25 Jul Risk Statistics Report
Risk statistics are very important measurements in the investment world. In this discussion, you will research places where you can find key risk statistics for some of the stocks in your portfolio and then apply the Capital Asset Pricing Model. The Capital Asset Pricing Model (CAPM) is one of the most popular and enduring pricing models in all of finance. In this exercise, you will apply the CAPM to your portfolio. Before starting this discussion, you might want to review the CAPM section of your textbook.

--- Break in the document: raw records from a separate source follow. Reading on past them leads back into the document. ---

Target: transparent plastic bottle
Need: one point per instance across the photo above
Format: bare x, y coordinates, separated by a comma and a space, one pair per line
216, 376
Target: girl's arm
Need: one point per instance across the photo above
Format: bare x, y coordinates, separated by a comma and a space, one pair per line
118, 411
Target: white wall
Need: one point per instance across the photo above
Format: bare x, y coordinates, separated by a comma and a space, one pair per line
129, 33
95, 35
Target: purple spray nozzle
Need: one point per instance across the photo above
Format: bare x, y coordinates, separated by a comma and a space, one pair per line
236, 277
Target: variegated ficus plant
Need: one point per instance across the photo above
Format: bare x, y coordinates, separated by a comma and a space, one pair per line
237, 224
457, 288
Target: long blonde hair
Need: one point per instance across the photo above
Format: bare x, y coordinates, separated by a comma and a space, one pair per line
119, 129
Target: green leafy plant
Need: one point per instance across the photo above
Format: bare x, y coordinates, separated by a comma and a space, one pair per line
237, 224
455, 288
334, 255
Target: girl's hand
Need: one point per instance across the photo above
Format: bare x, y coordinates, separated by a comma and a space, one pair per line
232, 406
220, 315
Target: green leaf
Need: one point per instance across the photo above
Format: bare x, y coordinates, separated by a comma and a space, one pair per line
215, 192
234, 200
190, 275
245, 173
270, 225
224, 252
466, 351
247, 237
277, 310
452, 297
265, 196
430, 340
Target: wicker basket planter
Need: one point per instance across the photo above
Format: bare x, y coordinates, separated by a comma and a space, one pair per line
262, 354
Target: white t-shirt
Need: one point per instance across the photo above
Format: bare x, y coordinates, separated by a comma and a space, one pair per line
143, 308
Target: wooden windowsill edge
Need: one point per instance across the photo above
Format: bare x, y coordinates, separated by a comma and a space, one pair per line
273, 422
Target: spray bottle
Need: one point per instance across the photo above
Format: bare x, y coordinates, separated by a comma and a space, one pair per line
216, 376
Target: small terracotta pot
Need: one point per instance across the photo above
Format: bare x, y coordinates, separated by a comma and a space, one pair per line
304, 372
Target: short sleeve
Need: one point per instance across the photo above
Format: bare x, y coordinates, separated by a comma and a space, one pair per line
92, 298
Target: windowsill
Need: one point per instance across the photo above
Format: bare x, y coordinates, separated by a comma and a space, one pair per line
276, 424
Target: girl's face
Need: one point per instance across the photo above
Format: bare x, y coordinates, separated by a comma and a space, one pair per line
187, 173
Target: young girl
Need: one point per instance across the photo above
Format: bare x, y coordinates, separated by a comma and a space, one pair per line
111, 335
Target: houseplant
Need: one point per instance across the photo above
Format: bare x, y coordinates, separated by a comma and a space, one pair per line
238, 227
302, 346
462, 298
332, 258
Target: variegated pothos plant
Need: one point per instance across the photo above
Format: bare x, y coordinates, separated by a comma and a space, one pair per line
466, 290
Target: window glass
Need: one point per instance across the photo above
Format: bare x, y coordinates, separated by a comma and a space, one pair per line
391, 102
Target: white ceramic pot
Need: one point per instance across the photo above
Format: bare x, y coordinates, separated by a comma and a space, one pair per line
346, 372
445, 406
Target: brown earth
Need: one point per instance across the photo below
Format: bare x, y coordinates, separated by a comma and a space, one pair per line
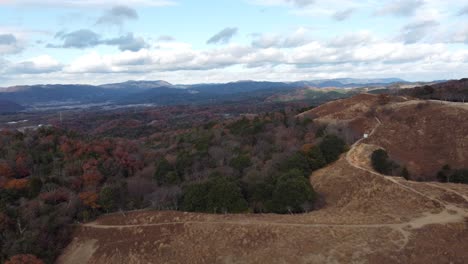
366, 217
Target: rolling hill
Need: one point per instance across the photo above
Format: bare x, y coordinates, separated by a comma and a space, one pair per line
364, 217
164, 93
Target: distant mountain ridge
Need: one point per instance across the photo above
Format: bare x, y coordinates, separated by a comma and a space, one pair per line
164, 93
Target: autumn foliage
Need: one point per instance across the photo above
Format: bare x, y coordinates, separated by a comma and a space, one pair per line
16, 184
90, 199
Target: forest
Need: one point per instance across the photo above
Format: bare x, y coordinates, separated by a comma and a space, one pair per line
57, 176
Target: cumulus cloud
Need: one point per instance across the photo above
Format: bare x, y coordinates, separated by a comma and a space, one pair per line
166, 38
343, 14
9, 44
401, 7
37, 65
297, 3
85, 38
117, 16
301, 3
295, 39
417, 31
87, 3
80, 39
127, 42
353, 39
223, 37
463, 11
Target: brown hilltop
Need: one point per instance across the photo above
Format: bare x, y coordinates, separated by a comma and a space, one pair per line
365, 218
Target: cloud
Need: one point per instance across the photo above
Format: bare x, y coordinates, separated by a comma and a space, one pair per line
117, 16
127, 42
343, 14
301, 3
85, 38
80, 39
401, 7
296, 3
9, 44
166, 38
223, 37
353, 39
87, 3
7, 39
463, 11
461, 36
417, 31
38, 65
295, 39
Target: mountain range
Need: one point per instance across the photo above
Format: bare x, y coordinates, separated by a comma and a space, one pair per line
164, 93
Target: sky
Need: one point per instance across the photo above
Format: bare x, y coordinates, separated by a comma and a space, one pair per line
200, 41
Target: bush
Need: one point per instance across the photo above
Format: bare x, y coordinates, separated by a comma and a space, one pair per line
332, 147
316, 159
293, 193
298, 161
165, 173
216, 195
240, 162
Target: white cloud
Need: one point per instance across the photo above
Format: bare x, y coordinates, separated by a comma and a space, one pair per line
36, 65
85, 3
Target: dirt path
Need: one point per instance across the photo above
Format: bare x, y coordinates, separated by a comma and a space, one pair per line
450, 214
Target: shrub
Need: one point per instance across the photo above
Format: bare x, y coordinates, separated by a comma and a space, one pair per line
165, 173
217, 195
240, 162
292, 193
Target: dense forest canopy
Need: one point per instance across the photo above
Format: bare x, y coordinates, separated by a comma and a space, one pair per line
53, 177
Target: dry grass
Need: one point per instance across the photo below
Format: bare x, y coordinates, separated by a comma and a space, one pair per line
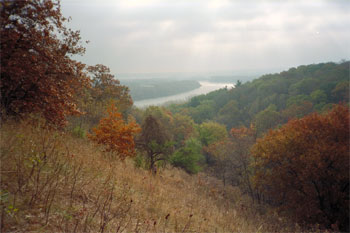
53, 182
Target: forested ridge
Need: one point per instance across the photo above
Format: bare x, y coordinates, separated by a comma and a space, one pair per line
270, 155
273, 99
154, 88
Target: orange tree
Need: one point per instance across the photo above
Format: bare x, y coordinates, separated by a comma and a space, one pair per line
37, 72
303, 168
115, 134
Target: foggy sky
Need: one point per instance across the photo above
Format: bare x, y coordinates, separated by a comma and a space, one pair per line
143, 36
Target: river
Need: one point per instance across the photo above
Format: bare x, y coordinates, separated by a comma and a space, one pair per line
205, 88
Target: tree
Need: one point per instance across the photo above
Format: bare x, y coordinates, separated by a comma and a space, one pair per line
183, 129
232, 158
37, 72
104, 89
116, 135
267, 119
154, 141
303, 168
210, 133
189, 157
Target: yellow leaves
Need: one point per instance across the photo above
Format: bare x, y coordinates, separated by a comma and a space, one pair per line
116, 134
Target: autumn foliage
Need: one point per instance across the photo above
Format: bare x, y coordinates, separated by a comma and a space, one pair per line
115, 134
303, 168
37, 72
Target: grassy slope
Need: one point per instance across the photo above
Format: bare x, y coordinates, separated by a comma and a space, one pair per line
53, 182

Examine your portfolio. Prepare an Excel spreadsheet listing each of your stocks horizontally along with their stock ticker symbol. Next, visit the ZACKS© site. Click the “Research” tab on the top of the page, and under “Quotes and Research,” request a “Full Company Report” for the stock on your spreadsheet. When you get your company report, find the Beta for each of your stocks and record it on the spreadsheet. Now that you have your Betas, calculate your required return for each of your stocks.

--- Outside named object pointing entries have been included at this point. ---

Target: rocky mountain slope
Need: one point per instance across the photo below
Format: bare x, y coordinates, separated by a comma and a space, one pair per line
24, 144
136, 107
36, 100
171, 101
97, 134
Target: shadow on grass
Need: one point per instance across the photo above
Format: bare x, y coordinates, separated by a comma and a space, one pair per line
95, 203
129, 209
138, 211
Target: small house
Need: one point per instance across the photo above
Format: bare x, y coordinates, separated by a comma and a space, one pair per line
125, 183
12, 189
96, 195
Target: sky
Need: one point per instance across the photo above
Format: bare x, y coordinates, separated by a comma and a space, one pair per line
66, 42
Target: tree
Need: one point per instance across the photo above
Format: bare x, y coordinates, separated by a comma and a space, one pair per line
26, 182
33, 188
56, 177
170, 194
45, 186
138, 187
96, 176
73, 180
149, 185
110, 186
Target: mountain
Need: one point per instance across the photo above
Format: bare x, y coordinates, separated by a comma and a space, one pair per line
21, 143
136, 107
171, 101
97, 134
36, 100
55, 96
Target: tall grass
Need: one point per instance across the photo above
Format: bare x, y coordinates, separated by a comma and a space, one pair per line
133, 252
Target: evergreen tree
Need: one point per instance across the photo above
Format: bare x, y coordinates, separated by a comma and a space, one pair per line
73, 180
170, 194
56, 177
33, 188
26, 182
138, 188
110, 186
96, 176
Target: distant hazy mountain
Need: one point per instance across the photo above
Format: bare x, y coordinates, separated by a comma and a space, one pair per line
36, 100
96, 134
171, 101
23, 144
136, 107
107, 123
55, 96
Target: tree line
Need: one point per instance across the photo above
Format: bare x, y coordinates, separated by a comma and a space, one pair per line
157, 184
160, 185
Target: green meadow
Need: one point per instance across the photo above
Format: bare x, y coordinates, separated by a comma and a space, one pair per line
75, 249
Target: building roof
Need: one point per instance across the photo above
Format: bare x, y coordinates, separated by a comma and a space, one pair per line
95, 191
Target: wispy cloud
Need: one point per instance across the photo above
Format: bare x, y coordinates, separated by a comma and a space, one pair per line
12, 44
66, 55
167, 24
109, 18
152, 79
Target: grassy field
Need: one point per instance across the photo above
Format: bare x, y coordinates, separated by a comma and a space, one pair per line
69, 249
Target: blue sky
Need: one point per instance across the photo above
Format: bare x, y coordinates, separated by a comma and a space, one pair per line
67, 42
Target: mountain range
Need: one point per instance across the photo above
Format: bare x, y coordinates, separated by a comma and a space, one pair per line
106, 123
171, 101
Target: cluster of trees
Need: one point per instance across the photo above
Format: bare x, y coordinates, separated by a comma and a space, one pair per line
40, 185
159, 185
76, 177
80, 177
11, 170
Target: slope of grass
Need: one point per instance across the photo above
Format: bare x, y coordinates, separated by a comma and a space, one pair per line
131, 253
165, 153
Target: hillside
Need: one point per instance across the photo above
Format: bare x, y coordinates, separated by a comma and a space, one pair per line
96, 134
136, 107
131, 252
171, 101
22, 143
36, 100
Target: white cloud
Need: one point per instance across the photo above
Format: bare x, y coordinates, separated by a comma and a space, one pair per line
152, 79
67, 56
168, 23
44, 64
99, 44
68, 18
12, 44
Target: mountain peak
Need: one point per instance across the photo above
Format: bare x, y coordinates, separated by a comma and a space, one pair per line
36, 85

The required return is the net result of applying the Capital Asset Pricing Model (CAPM) to the stocks you have in your portfolio. In order to compute the required rate of return, you will need three statistics:
- The risk free rate. This can be obtained from the Federal Reserve website: Board of Governors of the Federal Reserve System. (2017). http://www.federalreserve.gov/releases/h15/update/
- The return of the market as a whole. Traditionally, investors have used the five year return on the S&P 500 index as a proxy for the total market return. For this exercise, you can approximate the return of the market by using the large company stock annual return table from your text.
- Beta, which you obtained above.
- Then, simply use the CAPM formula from your reading to compute what the required return on your stocks should be.
- Now, select one of your stocks in your portfolio, and compute the annualized return you have actually achieved since holding the stock. (Remember returns are always stated on an annual basis.) On the Discussion Board, discuss your calculated required returns for each stock. Additionally, post the actual results of your one selected stock and compare the number to the required return for that stock you computed using CAPM. Speculate why your calculated return and your required returns are different, if they are.
- The stocks that need to be used are: Procter & Gamble (PG), Teladoc(Tdoc), Adobe (adbe), Microsoft, Tokyo electron limited, shoprite holdings, coca-cola enterprises inc, vanguard treasury bond, nuveen high yield municipal bond fund.